Thursday, June 11, 2015

Jurassic World: Presented by Michael Bay.

The named characters to die off are, in order: a Japanese security commander, an Indian CEO, a snooty British nanny. Oh, sorry, there was also a comically fat security guard who got eaten. Meanwhile, Vincent D'Onofrio's operatically terrible villain is the only white guy in Costa Rica to have actually picked up a strong tan, just to make sure you don't feel as bad for him when he dies horribly (offscreen, in case he needs to come back for the sequel), while his mwahaha-ing Chinese accomplice escapes with the seeds of the next disaster. Over in the control room, the one tech who volunteers to stay behind gets hilariously and humiliatingly rejected by a girl, because he is a NERD and how DARE he try to play the hero, he is nowhere near military-trained enough to be a protagonist we actually care about!

Bryce Dallas Howard plays a female executive who spends the first act being hysterical and inept in the face of crisis, until she goes back to the man she once dumped - Chris Pratt as Bronaeris Stormborn - whose gruff manliness inspires her to get her shit together and modify her outfit for more cleavage, signalling readiness to take on the hazards of the Central American jungle without ever taking off her stilettos. Of course, she only starts being a worthwhile character when she forgets everything she'd learned in her career and is overcome with nice, Christian, motherly concern for her nephews, whom she previously abandoned, the evil witch!



The Bro of Dragons
The nephews in question are a precocious boy genius already coming into his own as the superhero Background Exposition Man, and his big brother, the sullen kid whose main purpose is to give the camera an excuse to pan over to the hot teenage girls he's constantly ogling.

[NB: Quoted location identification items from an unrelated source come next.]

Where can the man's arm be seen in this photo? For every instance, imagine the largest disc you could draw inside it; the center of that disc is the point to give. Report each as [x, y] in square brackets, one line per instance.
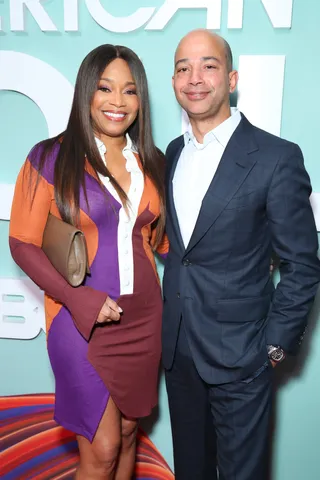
[294, 240]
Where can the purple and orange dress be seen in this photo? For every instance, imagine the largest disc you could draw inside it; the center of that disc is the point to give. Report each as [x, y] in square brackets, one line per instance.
[92, 362]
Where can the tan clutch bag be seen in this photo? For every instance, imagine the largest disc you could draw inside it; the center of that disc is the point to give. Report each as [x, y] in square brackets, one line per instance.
[66, 248]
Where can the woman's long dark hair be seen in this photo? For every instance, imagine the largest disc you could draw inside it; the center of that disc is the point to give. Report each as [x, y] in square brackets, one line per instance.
[78, 142]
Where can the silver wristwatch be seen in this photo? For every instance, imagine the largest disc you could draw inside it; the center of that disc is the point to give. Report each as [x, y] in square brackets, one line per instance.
[275, 353]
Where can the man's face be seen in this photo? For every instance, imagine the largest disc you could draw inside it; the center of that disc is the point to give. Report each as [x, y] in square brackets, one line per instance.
[201, 80]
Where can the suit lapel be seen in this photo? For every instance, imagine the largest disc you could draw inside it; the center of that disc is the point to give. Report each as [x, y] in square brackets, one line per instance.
[233, 169]
[171, 209]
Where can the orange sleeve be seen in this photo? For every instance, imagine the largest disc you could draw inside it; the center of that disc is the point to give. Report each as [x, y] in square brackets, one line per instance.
[28, 218]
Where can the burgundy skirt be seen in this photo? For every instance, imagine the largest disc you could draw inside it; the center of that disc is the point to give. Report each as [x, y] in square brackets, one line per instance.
[126, 354]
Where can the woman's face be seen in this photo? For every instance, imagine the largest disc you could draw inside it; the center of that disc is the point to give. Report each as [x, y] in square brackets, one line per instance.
[115, 104]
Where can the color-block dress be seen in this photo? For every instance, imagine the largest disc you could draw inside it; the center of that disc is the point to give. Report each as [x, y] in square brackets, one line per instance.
[90, 362]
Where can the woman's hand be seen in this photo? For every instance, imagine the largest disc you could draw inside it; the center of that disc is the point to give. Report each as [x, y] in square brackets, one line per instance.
[110, 312]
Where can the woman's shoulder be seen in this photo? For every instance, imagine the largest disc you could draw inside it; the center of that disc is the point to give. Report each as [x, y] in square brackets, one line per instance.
[42, 157]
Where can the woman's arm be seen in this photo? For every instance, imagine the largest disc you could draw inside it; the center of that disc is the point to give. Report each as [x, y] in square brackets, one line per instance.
[27, 223]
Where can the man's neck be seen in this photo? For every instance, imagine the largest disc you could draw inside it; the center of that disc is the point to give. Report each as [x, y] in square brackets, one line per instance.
[201, 127]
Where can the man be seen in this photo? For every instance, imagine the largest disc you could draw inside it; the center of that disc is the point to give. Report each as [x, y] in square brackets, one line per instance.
[236, 195]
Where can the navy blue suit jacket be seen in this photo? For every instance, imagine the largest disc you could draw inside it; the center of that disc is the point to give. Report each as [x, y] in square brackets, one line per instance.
[257, 204]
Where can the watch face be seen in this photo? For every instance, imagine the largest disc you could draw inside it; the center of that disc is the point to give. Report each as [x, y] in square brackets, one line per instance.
[277, 355]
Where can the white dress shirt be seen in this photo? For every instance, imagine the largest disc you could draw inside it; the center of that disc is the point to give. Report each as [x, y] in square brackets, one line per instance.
[195, 170]
[126, 221]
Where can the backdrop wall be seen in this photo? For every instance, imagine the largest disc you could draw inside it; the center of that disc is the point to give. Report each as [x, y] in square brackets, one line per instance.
[42, 44]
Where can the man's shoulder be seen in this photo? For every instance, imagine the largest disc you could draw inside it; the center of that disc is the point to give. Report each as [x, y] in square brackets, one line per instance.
[270, 141]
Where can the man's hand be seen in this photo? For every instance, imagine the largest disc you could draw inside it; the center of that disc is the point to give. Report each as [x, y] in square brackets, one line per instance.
[110, 312]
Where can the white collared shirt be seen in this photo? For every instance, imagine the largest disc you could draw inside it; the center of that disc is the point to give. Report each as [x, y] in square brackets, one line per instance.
[126, 221]
[195, 170]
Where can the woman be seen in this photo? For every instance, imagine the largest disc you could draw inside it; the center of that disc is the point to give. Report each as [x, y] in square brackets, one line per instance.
[105, 175]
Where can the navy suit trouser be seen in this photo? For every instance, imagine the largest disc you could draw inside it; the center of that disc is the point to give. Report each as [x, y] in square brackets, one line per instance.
[218, 427]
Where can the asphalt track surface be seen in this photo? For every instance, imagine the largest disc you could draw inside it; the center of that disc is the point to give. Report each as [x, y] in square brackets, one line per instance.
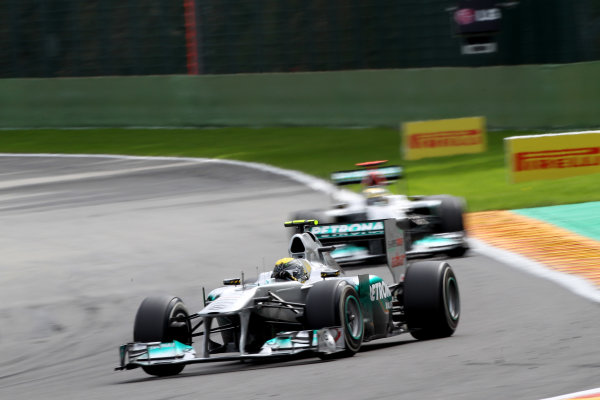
[84, 240]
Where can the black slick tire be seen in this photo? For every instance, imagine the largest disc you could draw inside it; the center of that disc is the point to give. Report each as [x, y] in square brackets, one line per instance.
[162, 319]
[431, 300]
[336, 303]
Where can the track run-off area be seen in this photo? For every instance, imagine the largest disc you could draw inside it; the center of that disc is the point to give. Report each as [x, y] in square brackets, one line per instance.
[86, 238]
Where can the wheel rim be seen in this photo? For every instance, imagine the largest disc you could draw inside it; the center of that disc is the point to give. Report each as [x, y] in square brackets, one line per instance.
[353, 317]
[452, 298]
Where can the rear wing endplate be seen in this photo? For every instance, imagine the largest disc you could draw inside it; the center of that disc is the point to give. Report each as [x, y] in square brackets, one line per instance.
[350, 177]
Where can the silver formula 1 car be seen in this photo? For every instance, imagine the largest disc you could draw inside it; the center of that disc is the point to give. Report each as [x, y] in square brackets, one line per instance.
[434, 224]
[306, 304]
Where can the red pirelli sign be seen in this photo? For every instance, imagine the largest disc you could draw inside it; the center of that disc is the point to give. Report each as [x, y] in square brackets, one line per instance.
[443, 137]
[553, 156]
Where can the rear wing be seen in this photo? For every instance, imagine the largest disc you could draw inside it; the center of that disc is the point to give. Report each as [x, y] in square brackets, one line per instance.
[390, 173]
[385, 231]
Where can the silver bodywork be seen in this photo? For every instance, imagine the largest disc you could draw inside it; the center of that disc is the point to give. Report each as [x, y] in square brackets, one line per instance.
[268, 299]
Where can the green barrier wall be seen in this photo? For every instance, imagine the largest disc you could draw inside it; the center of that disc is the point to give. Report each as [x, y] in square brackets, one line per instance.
[518, 97]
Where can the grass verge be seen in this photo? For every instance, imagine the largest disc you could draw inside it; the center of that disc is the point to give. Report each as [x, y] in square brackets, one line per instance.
[480, 178]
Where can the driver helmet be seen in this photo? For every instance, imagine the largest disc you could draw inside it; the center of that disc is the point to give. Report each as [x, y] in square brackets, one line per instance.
[376, 195]
[291, 269]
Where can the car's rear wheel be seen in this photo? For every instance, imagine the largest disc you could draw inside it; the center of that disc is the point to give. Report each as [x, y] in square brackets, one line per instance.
[162, 319]
[335, 303]
[431, 300]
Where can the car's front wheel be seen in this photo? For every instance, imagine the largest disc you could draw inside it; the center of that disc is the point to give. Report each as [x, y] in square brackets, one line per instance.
[162, 319]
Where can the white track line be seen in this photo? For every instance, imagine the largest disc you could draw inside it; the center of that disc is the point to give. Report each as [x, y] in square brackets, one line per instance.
[571, 282]
[575, 395]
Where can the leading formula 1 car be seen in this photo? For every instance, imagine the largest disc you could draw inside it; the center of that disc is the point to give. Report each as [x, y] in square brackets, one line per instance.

Never mind - they will be fine, because at a key moment we will be told that they had just happened to restore their grandfather's old muscle car together, so they know exactly how to quickly repair a Jeep that's been rotting in a Central American jungle for twenty years.

The Big Bad Monster is always exactly as capable and powerful as the plot requires, which is explained away with "well, you didn't know this, but it also has genes from THIS animal!" - including being impervious to tranquilizer darts, bullets, and anti-tank rockets! Of course, he is also conveniently vulnerable to the teeth of another dinosaur once it's time for the money shot. Oh, and a velociraptor gets thrown into a souvenier shop window and EXPLODES IN A BALL OF FLAMES.